Os funcionários terão “autoridade para impedir a operação de veículos aéreos não tripulados, embarcações e aparelhos subaquáticos e de superfície, veículos não tripulados e outros sistemas automatizados não tripulados”, informou o RBC, citando a lei aprovado na Duma do Estado.

Este direito pode ser usado para repelir um ataque a instalações protegidas, afirma o relatório, ou para repelir a ameaça de um ataque a funcionários ou outras pessoas localizadas nesses locais.

Os ataques podem ser frustrados bloqueando ou convertendo sinais de controle remoto de drones, interferindo em seus painéis de controle e danificando ou destruindo os drones.

A Rússia e a Ucrânia negam ter visado deliberadamente infra-estruturas civis como parte da guerra em curso, que começou em Fevereiro de 2022. No entanto, houve vários casos de ataques a infra-estruturas e instalações críticas em ambos os países, que também foram sujeito à guerra cibernética.

Um homem caminha perto da sede do Banco Central Russo no dia de uma reunião realizada para definir a taxa de juros de referência, em Moscou, Rússia, em 12 de setembro de 2025.

Ramil Sitdikov | Reuters

O presidente do Comitê Estatal de Mercados Financeiros da Duma, Anatoly Aksakov, um dos autores da nova legislação, disse Rádio RBC que os sistemas de defesa anti-drones estarão localizados perto de instalações importantes e que os funcionários receberão armas.

“Em primeiro lugar, o bloqueio será usado para dificultar a [the UAVs] para atingir e atacar os alvos relevantes, … Além disso, também usaremos meios para abater esses drones, protegendo assim os alvos relevantes”, disse ele, acrescentando que as próprias instituições pagariam pelos sistemas de defesa dos drones.

“Se for o banco central, então o banco central pagará; se for o Sberbank, então o Sberbank pagará”, disse Aksakov.

Com os EUA concentrados na sua própria operação militar contra o Irão, os esforços para levar Moscovo e Kiev à mesa de negociações para conversações de paz parecem ter estagnado à medida que a escala do conflito parece ter aumentado.

A Rússia disse na terça-feira que seu governo alertou o secretário de Estado dos EUA, Marco Rubio, para evacuar diplomatas e cidadãos americanos de Kiev, enquanto Moscou planejava lançar novos ataques contra a capital ucraniana.

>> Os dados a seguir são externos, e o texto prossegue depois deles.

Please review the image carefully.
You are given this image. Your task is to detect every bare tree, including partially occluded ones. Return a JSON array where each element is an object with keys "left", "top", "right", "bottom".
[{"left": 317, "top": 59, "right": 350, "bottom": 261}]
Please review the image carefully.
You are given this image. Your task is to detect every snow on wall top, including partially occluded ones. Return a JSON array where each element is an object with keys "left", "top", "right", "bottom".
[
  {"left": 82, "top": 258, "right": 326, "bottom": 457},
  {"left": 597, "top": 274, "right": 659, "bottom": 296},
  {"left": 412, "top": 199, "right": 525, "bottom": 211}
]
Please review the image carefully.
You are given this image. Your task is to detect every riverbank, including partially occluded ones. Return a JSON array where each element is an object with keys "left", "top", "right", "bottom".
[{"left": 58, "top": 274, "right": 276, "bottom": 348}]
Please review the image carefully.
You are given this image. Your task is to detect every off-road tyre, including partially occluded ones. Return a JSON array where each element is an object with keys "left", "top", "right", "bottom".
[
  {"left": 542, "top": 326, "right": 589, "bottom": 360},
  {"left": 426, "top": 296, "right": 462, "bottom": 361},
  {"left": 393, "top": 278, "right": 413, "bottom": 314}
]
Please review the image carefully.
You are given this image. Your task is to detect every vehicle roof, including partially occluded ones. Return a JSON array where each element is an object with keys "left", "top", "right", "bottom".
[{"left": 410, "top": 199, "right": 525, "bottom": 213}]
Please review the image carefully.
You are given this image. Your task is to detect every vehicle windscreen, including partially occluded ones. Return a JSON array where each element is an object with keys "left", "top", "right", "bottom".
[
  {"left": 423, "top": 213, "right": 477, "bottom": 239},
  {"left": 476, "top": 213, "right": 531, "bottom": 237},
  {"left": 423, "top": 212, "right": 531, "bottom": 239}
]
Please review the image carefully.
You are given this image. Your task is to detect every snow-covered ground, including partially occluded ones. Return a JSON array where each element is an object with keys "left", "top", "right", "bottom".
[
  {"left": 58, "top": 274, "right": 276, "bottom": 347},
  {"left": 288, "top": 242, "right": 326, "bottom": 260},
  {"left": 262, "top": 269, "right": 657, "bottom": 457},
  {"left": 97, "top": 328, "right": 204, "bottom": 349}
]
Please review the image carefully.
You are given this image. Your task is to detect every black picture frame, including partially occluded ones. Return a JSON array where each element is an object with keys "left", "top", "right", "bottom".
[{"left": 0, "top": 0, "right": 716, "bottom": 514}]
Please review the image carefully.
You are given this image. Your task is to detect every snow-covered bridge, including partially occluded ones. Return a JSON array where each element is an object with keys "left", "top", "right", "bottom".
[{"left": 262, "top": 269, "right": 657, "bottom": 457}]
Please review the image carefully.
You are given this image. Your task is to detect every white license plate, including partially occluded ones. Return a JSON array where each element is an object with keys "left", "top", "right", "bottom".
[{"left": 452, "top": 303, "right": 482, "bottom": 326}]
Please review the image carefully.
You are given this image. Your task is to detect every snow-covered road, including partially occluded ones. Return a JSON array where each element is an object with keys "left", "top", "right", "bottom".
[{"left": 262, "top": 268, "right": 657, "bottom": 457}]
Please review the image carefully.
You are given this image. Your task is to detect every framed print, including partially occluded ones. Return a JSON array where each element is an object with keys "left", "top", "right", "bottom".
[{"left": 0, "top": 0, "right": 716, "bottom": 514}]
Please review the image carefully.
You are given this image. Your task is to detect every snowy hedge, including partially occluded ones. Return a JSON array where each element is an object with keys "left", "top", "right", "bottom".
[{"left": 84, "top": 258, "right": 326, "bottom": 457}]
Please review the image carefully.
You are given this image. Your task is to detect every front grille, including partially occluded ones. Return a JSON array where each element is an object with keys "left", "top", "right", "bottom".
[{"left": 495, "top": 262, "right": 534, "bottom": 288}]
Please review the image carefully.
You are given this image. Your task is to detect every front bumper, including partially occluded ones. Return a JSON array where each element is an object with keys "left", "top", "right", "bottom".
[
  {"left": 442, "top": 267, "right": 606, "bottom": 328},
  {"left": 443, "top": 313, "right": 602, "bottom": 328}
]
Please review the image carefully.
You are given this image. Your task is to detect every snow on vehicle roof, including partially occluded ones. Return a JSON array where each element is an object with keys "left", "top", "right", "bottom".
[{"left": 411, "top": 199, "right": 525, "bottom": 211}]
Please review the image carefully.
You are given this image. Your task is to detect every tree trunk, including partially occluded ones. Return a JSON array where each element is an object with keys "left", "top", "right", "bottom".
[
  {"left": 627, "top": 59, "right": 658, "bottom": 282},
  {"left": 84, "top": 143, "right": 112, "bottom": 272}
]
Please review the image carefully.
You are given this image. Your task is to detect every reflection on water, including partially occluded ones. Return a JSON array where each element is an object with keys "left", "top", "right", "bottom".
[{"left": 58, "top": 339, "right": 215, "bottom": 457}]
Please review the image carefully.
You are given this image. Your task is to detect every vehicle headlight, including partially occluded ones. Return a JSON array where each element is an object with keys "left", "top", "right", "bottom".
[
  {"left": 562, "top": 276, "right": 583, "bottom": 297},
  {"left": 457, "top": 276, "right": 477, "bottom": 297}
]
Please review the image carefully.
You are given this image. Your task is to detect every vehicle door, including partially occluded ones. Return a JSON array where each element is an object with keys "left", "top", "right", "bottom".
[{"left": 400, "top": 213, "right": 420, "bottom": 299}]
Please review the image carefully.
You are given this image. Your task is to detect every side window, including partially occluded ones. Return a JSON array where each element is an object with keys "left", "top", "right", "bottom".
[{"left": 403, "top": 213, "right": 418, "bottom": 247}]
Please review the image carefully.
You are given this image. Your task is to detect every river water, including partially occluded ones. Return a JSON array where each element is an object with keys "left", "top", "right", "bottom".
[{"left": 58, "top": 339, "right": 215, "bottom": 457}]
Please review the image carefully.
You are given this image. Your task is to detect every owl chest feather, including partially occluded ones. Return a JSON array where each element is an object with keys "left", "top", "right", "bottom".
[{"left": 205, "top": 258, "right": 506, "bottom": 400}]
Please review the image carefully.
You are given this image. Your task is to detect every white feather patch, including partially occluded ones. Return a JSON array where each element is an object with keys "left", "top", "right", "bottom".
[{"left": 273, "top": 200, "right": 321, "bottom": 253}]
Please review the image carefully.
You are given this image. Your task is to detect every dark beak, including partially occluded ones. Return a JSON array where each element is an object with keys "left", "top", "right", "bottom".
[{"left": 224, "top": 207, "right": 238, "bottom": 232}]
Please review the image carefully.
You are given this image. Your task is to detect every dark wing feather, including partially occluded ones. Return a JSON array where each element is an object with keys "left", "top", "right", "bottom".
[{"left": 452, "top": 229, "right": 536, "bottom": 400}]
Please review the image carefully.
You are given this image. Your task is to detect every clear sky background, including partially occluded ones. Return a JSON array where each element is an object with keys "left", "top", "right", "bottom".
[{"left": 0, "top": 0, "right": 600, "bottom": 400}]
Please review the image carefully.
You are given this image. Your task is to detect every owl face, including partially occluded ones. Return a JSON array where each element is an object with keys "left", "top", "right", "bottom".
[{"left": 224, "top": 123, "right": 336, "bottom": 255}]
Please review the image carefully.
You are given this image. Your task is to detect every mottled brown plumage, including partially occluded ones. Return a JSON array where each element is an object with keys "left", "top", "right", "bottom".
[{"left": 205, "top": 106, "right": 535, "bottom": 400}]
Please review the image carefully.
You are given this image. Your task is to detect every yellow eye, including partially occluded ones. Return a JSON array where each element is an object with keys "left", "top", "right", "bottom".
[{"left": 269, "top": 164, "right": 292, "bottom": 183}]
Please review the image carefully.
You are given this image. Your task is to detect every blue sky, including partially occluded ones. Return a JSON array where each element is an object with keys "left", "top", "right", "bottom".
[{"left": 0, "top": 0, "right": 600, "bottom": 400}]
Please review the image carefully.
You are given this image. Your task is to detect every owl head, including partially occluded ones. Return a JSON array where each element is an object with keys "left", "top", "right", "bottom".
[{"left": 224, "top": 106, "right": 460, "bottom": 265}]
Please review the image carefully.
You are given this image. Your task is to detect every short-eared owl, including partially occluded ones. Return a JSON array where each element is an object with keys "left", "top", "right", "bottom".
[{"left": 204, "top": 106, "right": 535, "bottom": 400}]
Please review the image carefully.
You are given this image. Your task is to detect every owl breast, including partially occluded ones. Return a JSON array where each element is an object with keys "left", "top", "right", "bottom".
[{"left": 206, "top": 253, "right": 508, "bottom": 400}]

O ministro das Relações Exteriores, Sergei Lavrov, “informou oficialmente” Washington que a Rússia lançaria “ataques sistemáticos e consistentes” contra instalações militares ucranianas – com foco em instalações para projetar, fabricar e programar drones – e o que Moscou chamou de “centros de tomada de decisão”, em uma ligação com Rubio na segunda-feira, de acordo com o governo russo.

A CNBC entrou em contato com os governos dos EUA e da Ucrânia para comentar.

– Chloe Taylor da CNBC contribuiu com reportagens para esta história.